While nonconformity is most prevalent among youths, the trend has spilled over into older groups, as well.

"We are finding a shockingly high rate of nonconformity across virtually all age groups, particularly the 40- to 55-year-old middle-class white-male demographic," Evantine said.

According to Institute For Social Research statistics, 38 percent of middle-aged males are defying society's rule that men be prohibited from wearing ponytails; 51 percent regularly wear denim or leather garments, long regarded by the mainstream as bold and unconventional; and 73 percent listen to such nonconformist alternative-rock groups as The Wallflowers, Counting Crows and Oasis.

Additionally, the defiant, iconoclastic fashion statement of earrings has now reached an epidemic level of 89 percent among 40- to 55-year-old men.

Evantine noted that, due to the boom in nonconformity, the percentage of Americans who currently make up the "mainstream" stands at an alarmingly low 7 percent.
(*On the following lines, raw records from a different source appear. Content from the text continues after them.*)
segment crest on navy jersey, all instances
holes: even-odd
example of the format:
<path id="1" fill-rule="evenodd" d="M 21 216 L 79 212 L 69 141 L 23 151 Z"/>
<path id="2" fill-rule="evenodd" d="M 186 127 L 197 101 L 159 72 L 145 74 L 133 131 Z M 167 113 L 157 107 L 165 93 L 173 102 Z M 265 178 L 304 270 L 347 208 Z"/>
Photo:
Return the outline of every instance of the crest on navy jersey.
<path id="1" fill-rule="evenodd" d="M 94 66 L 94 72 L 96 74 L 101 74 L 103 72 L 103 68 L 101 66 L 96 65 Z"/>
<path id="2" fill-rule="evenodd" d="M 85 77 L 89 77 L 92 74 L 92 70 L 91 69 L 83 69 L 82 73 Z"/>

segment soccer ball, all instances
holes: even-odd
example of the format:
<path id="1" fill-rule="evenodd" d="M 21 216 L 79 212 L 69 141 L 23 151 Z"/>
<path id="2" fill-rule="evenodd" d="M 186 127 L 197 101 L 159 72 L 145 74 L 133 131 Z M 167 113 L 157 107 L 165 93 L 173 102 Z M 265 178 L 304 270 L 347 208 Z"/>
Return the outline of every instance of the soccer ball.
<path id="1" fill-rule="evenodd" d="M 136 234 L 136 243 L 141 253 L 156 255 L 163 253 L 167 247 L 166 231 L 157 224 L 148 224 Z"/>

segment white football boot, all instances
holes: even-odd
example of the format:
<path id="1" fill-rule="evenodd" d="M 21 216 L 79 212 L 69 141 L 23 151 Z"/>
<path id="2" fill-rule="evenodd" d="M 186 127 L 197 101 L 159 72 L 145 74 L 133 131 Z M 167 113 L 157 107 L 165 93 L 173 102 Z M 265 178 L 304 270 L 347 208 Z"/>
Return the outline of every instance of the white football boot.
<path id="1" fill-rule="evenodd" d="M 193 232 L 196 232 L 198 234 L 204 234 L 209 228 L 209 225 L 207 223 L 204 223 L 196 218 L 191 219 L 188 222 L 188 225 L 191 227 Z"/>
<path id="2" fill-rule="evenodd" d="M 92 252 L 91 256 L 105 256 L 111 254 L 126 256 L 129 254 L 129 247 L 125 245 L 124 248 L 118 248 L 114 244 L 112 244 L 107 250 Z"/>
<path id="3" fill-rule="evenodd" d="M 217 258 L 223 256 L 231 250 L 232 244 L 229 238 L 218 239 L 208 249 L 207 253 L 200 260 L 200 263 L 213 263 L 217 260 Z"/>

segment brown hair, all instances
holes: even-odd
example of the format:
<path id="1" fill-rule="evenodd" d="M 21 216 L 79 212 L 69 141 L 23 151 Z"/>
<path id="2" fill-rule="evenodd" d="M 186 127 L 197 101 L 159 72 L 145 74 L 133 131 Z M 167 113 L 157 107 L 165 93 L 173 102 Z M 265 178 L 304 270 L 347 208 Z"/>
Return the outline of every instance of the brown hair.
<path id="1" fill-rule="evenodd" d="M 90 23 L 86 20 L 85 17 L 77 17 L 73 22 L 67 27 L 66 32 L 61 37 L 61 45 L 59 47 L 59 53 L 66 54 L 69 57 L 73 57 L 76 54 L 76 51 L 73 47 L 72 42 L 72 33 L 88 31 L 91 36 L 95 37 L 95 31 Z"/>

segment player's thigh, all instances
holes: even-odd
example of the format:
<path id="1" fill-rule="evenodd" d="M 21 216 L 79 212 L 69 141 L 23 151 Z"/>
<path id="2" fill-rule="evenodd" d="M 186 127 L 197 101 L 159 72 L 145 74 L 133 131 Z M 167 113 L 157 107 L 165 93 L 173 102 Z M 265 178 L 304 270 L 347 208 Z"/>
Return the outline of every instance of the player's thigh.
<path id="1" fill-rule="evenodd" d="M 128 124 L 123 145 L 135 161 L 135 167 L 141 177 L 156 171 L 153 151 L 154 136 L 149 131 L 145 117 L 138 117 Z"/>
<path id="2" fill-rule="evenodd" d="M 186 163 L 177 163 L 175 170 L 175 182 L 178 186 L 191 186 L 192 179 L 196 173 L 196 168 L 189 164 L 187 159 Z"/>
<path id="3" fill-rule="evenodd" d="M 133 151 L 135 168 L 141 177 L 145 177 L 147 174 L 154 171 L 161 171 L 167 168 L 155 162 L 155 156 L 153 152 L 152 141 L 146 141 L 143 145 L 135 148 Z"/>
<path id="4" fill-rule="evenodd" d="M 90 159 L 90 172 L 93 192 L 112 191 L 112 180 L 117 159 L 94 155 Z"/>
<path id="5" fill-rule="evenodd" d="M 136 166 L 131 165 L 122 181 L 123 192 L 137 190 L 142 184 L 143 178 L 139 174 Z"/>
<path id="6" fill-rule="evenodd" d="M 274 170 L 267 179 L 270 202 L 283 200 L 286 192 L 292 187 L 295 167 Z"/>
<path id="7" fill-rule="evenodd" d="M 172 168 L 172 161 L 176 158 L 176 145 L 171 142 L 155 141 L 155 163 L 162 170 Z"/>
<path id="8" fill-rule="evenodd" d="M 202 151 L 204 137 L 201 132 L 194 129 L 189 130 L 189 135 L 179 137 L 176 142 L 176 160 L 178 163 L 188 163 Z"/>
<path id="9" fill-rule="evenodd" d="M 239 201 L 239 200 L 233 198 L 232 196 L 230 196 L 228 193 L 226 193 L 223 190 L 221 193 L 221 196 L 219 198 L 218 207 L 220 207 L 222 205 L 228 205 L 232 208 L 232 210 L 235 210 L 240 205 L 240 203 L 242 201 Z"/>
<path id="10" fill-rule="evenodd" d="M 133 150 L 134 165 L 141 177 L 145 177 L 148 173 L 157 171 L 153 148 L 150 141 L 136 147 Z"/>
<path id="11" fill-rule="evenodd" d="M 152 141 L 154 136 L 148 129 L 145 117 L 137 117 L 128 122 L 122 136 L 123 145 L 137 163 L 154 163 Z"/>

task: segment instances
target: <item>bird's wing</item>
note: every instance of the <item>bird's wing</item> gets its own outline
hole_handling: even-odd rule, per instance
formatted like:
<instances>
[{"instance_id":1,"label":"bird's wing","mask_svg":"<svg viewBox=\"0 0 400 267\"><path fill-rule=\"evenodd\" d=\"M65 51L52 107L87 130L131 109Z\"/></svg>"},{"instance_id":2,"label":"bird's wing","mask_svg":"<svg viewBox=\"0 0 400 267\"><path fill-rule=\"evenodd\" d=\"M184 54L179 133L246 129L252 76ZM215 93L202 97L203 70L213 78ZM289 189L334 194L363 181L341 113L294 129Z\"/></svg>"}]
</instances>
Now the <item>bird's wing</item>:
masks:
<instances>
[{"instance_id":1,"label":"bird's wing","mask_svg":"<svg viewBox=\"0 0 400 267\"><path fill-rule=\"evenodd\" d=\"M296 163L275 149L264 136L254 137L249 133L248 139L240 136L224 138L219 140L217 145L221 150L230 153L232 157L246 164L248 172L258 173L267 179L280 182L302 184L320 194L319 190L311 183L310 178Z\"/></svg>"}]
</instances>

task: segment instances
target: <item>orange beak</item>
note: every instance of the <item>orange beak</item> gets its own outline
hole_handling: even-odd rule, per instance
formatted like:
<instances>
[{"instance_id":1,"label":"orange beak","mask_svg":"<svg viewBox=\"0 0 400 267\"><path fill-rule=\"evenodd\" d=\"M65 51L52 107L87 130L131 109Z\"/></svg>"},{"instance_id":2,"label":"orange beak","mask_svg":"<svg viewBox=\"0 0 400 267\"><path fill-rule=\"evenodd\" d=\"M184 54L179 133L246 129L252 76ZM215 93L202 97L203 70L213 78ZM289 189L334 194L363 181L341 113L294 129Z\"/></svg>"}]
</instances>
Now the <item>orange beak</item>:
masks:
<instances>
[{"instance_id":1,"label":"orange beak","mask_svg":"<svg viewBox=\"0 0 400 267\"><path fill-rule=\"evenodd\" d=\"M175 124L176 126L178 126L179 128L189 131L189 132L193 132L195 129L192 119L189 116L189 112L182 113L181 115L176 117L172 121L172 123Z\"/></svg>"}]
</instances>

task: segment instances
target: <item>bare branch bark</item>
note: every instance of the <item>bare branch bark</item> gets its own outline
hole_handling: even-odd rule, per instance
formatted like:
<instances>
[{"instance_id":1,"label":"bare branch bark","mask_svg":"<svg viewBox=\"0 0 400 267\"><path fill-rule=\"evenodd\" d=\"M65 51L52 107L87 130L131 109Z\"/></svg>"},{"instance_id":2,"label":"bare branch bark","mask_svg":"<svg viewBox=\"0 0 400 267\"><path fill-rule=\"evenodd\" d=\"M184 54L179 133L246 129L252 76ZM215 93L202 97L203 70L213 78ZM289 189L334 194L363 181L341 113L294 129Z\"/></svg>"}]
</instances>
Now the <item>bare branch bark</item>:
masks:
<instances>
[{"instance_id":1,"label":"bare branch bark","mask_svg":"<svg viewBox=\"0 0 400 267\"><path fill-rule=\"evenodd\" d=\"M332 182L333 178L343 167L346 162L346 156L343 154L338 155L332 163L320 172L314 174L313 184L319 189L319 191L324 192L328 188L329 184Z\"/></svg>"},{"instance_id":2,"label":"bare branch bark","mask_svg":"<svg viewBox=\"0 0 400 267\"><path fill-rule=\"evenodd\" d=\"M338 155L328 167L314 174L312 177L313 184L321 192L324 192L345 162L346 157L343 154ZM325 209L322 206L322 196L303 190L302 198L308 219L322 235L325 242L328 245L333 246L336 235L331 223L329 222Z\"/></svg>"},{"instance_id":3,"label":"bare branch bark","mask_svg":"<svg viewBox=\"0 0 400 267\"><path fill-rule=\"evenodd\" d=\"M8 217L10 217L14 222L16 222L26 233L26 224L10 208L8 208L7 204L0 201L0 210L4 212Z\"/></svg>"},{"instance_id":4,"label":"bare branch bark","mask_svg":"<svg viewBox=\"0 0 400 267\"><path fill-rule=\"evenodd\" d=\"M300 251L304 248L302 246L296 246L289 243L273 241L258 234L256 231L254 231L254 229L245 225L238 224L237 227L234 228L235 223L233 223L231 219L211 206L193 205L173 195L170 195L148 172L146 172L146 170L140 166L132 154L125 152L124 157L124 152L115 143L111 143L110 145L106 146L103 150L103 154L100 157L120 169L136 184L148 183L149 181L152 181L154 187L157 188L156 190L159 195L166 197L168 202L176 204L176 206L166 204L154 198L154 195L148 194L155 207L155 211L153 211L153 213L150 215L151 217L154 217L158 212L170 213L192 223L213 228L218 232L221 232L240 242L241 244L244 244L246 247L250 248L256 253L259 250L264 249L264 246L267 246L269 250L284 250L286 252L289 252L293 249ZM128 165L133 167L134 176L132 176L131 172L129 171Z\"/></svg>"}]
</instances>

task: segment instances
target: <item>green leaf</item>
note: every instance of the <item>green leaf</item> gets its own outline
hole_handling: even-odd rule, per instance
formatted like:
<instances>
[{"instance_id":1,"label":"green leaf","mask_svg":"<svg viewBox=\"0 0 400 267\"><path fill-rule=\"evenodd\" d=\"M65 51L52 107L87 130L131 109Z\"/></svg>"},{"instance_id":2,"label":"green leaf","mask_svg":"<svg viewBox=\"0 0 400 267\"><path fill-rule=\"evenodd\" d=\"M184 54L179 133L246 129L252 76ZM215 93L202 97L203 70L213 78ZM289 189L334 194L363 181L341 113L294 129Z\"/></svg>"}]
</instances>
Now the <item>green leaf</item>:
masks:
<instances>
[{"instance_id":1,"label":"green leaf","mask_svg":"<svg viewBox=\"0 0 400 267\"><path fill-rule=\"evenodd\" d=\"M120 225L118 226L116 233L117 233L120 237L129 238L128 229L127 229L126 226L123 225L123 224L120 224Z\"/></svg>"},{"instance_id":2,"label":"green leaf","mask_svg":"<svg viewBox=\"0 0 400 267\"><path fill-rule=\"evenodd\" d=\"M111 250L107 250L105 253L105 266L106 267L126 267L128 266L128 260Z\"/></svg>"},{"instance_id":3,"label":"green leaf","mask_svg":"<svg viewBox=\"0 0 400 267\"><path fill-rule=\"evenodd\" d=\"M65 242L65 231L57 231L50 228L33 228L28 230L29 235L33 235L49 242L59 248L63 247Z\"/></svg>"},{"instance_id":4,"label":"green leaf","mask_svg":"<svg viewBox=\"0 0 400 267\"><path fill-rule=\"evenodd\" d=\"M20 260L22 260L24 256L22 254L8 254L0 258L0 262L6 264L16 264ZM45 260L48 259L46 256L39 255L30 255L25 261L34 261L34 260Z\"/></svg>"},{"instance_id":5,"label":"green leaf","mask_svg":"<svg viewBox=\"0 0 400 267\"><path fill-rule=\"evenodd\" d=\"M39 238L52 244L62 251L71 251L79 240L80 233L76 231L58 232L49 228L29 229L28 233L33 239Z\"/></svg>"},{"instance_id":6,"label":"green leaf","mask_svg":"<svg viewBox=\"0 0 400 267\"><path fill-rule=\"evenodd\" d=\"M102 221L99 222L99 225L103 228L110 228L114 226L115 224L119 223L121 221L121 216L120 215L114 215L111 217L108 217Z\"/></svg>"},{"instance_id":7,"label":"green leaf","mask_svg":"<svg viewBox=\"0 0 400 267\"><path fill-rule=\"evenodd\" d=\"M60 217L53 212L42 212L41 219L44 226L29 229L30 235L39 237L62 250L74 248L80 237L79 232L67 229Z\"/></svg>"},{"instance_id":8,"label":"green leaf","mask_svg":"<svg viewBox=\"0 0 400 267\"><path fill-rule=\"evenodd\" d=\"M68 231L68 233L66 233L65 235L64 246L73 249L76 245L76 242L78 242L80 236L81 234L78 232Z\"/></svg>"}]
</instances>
"We should all be grateful to the precious few who have stuck to their guns and conformed, even at the cost of exclusion from the vast majority," Evantine said. "And we must pray that they continue to conform, for without this tiny group of people, there would be no one to rebel against."

The institute's report, which has been condemned as "subversive" by such powerful nonconformist institutions as MTV, Pepsico, Urban Outfitters and 1-800-COLLECT, concluded with a call for increased public willingness to rebel against rebelliousness.

"Now, more than ever, we must have the courage to stand up and embrace the norm, no matter how marginalized we may become in doing so," the report read. "We must be brave enough to walk the road less travelled and conform."